For business owners and management teams, a sale to private equity (PE) can raise questions about what the future will look like. While a PE firm can bring fresh resources and strategies to the table, they often rely heavily on existing management to steer the business forward. Here’s a breakdown of what changes—and what stays the same—when management teams transition to a PE-owned company.
What Stays the Same
- Operational Knowledge: PE firms recognize the value of experienced management who know the business inside and out. Managers familiar with company operations, customer relationships, and industry dynamics are usually essential to the transition and long-term growth plan.
- Company Culture and Values: Many PE firms aim to preserve the existing company culture. They’re often invested in keeping what’s unique and valuable about the business, which helps maintain stability and loyalty among employees and customers.
What Might Change
- Growth and Performance Goals: PE firms typically set ambitious growth targets and performance metrics. While this shift may bring new goals and reporting requirements, it also provides a clear roadmap for scaling the business.

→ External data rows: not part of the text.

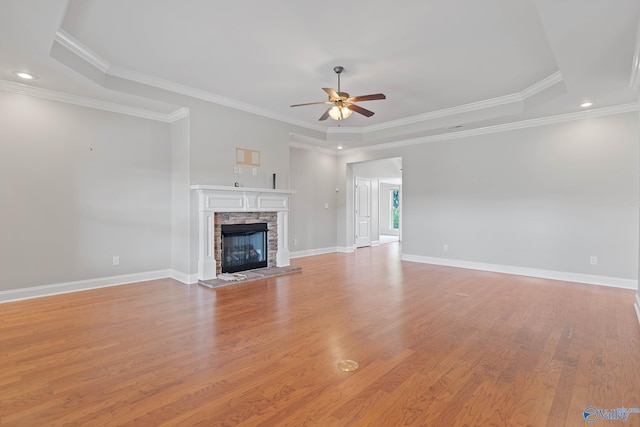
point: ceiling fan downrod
(338, 69)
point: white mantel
(216, 198)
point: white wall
(545, 197)
(77, 187)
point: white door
(363, 212)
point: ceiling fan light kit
(342, 104)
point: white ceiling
(441, 63)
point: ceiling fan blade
(333, 95)
(358, 109)
(371, 97)
(311, 103)
(325, 116)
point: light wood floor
(436, 346)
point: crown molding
(82, 101)
(205, 96)
(542, 85)
(635, 65)
(75, 46)
(543, 121)
(310, 147)
(474, 106)
(534, 89)
(180, 113)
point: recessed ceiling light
(24, 75)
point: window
(395, 209)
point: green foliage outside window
(395, 209)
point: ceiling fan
(343, 104)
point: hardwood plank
(436, 346)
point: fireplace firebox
(244, 247)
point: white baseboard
(187, 279)
(311, 252)
(591, 279)
(81, 285)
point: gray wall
(545, 197)
(313, 176)
(77, 187)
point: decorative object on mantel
(228, 277)
(245, 156)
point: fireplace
(220, 205)
(244, 247)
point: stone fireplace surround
(250, 203)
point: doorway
(376, 201)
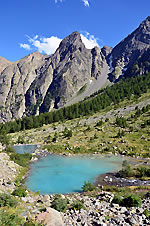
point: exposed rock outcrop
(129, 50)
(37, 83)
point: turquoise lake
(60, 174)
(25, 148)
(66, 174)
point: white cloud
(43, 45)
(86, 3)
(49, 45)
(89, 40)
(25, 46)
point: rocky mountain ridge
(37, 83)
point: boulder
(50, 218)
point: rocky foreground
(97, 208)
(8, 172)
(98, 211)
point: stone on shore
(50, 218)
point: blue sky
(30, 25)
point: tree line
(114, 94)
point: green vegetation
(20, 159)
(7, 200)
(128, 201)
(88, 187)
(9, 219)
(141, 172)
(83, 88)
(77, 205)
(59, 204)
(111, 95)
(20, 191)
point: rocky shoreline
(99, 210)
(113, 180)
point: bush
(67, 133)
(77, 205)
(9, 150)
(9, 219)
(143, 171)
(117, 199)
(126, 170)
(146, 213)
(21, 159)
(131, 201)
(59, 204)
(20, 191)
(99, 123)
(7, 200)
(128, 201)
(88, 187)
(21, 140)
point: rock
(50, 218)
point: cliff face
(38, 83)
(129, 50)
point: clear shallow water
(61, 174)
(25, 148)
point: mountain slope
(128, 51)
(37, 83)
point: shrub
(143, 171)
(99, 123)
(21, 140)
(59, 204)
(9, 150)
(9, 219)
(67, 133)
(7, 200)
(131, 201)
(128, 201)
(146, 213)
(21, 159)
(126, 170)
(117, 199)
(88, 187)
(77, 205)
(20, 191)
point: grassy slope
(100, 139)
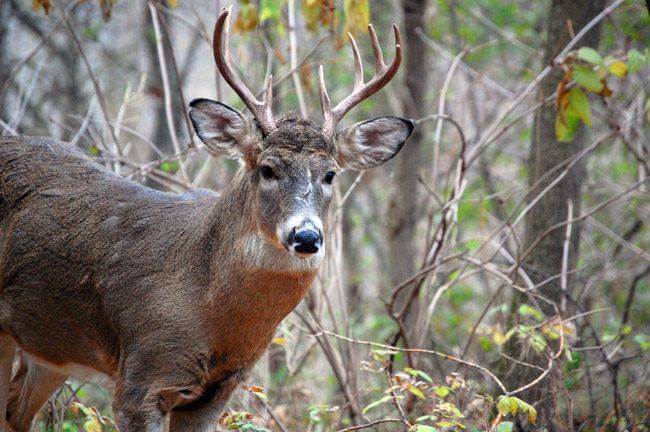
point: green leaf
(473, 244)
(590, 55)
(417, 392)
(376, 403)
(423, 428)
(505, 427)
(442, 391)
(587, 78)
(579, 102)
(527, 310)
(565, 131)
(635, 61)
(642, 340)
(419, 373)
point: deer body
(171, 298)
(96, 269)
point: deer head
(290, 162)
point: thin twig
(166, 88)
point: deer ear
(223, 129)
(371, 143)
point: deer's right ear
(223, 129)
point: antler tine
(261, 110)
(376, 49)
(384, 73)
(326, 107)
(268, 91)
(358, 65)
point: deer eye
(329, 177)
(268, 173)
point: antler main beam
(383, 74)
(261, 110)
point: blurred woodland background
(494, 276)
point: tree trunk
(565, 19)
(404, 204)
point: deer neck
(252, 280)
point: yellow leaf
(618, 68)
(357, 16)
(498, 337)
(45, 4)
(92, 425)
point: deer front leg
(202, 414)
(7, 350)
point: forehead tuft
(298, 135)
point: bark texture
(404, 203)
(565, 19)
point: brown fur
(141, 285)
(172, 297)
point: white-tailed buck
(171, 299)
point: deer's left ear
(372, 142)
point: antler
(361, 91)
(261, 109)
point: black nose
(307, 241)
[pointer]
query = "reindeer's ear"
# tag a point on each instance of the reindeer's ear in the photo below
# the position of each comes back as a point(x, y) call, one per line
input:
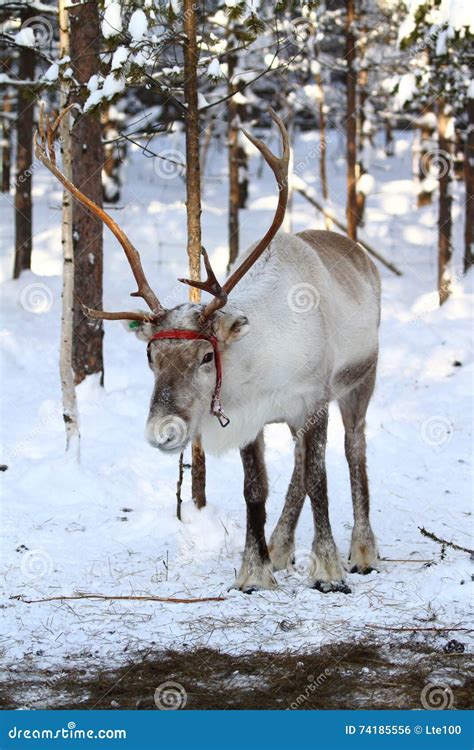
point(143, 331)
point(230, 327)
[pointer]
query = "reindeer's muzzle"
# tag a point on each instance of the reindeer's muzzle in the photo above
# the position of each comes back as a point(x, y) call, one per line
point(169, 434)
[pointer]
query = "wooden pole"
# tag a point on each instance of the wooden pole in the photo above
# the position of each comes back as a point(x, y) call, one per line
point(193, 204)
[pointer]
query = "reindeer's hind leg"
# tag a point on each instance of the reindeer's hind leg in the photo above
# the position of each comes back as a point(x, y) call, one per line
point(353, 404)
point(282, 542)
point(327, 572)
point(256, 570)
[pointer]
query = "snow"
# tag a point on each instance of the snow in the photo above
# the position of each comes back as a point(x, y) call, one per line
point(113, 85)
point(52, 72)
point(138, 26)
point(112, 22)
point(119, 57)
point(108, 525)
point(214, 69)
point(25, 37)
point(406, 89)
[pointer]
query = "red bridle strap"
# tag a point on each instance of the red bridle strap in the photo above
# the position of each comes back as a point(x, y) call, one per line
point(176, 333)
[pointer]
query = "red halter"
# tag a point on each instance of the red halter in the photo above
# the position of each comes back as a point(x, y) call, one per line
point(176, 333)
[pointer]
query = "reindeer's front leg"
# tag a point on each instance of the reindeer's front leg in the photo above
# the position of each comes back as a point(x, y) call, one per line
point(256, 570)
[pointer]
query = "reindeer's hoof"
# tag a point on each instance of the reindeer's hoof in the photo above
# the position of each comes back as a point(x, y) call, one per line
point(250, 590)
point(251, 579)
point(363, 570)
point(331, 587)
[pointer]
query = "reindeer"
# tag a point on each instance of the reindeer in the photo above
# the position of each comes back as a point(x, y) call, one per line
point(266, 355)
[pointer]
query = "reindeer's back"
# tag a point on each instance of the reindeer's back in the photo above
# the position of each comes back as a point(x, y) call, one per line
point(347, 263)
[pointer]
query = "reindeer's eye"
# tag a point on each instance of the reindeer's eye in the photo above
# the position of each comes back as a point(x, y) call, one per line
point(207, 358)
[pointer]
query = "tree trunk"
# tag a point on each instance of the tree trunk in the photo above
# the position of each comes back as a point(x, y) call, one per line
point(233, 144)
point(389, 145)
point(351, 86)
point(70, 415)
point(24, 155)
point(469, 182)
point(445, 202)
point(112, 159)
point(362, 81)
point(193, 204)
point(322, 136)
point(87, 155)
point(424, 159)
point(6, 139)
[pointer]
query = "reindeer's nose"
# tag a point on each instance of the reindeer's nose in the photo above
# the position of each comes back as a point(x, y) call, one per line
point(167, 433)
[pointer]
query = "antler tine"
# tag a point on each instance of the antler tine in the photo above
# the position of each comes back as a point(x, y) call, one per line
point(45, 153)
point(142, 317)
point(279, 167)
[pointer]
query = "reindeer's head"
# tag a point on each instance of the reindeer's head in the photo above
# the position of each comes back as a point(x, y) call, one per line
point(185, 344)
point(185, 359)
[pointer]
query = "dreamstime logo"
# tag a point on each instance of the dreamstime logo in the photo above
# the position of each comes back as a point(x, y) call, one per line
point(170, 696)
point(435, 161)
point(436, 431)
point(36, 564)
point(169, 164)
point(36, 298)
point(302, 562)
point(41, 28)
point(437, 697)
point(170, 431)
point(303, 298)
point(301, 31)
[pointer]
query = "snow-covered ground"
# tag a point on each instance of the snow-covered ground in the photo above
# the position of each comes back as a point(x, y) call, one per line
point(108, 525)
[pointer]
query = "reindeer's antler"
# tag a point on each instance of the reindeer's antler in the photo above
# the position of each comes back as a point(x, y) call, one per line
point(279, 167)
point(44, 151)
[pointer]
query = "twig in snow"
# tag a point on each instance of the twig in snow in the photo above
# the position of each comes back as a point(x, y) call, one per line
point(179, 486)
point(103, 597)
point(444, 542)
point(410, 629)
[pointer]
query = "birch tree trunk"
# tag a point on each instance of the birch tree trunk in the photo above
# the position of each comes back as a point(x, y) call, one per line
point(322, 136)
point(351, 86)
point(6, 138)
point(193, 205)
point(70, 414)
point(423, 154)
point(233, 161)
point(445, 204)
point(469, 182)
point(87, 158)
point(24, 156)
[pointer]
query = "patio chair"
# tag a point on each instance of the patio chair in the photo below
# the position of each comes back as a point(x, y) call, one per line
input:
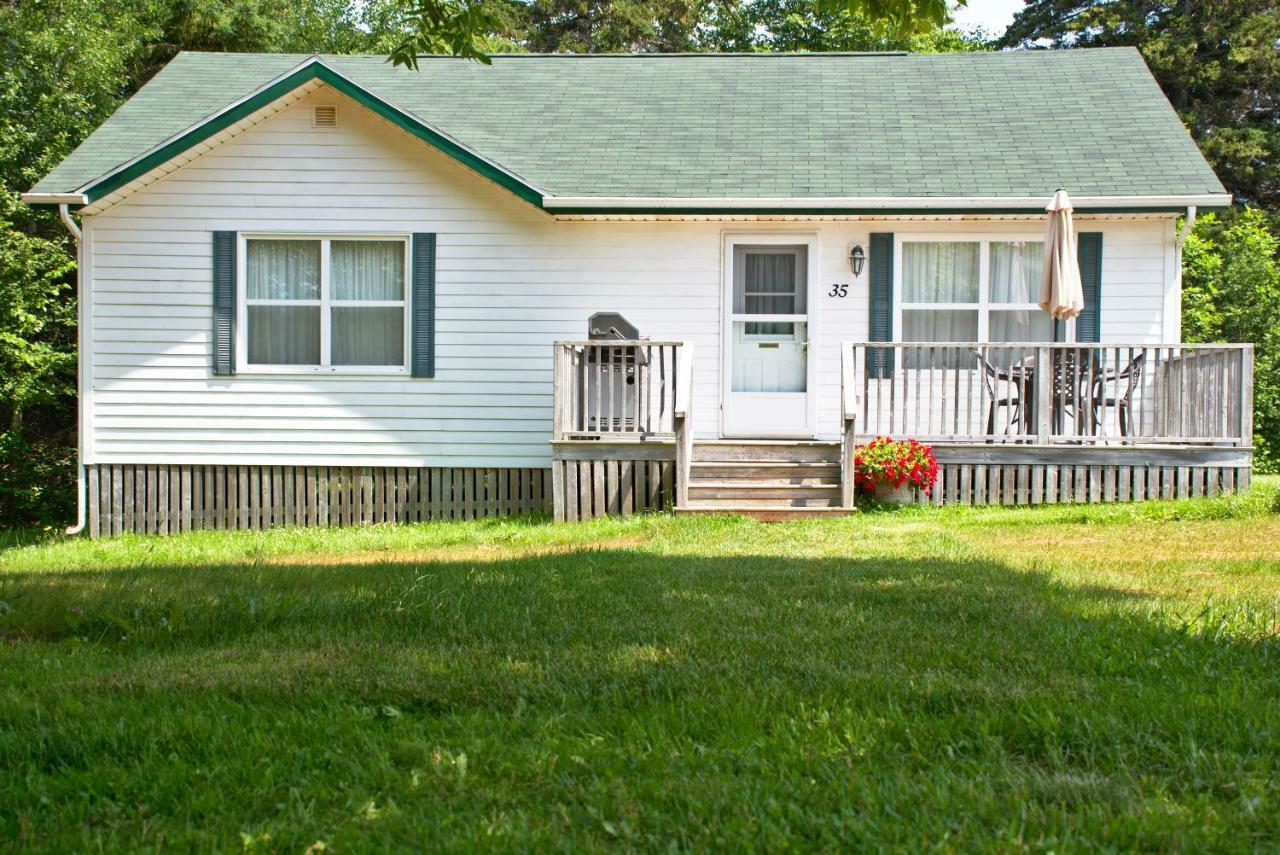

- Strategic Oversight: While management handles day-to-day operations, PE partners often take an active role in high-level strategy. They bring industry expertise and resources that guide decisions on expansion, acquisitions, and other growth strategies.
- Increased Accountability: With new investors come regular performance check-ins, often with a focus on financial transparency and measurable outcomes. This structure can streamline processes, promote efficiency, and encourage management to meet objectives that contribute directly to the company’s growth.
Transitioning to a PE-owned company can be a unique opportunity for management to leverage new resources while continuing to play an essential role in the business’s success.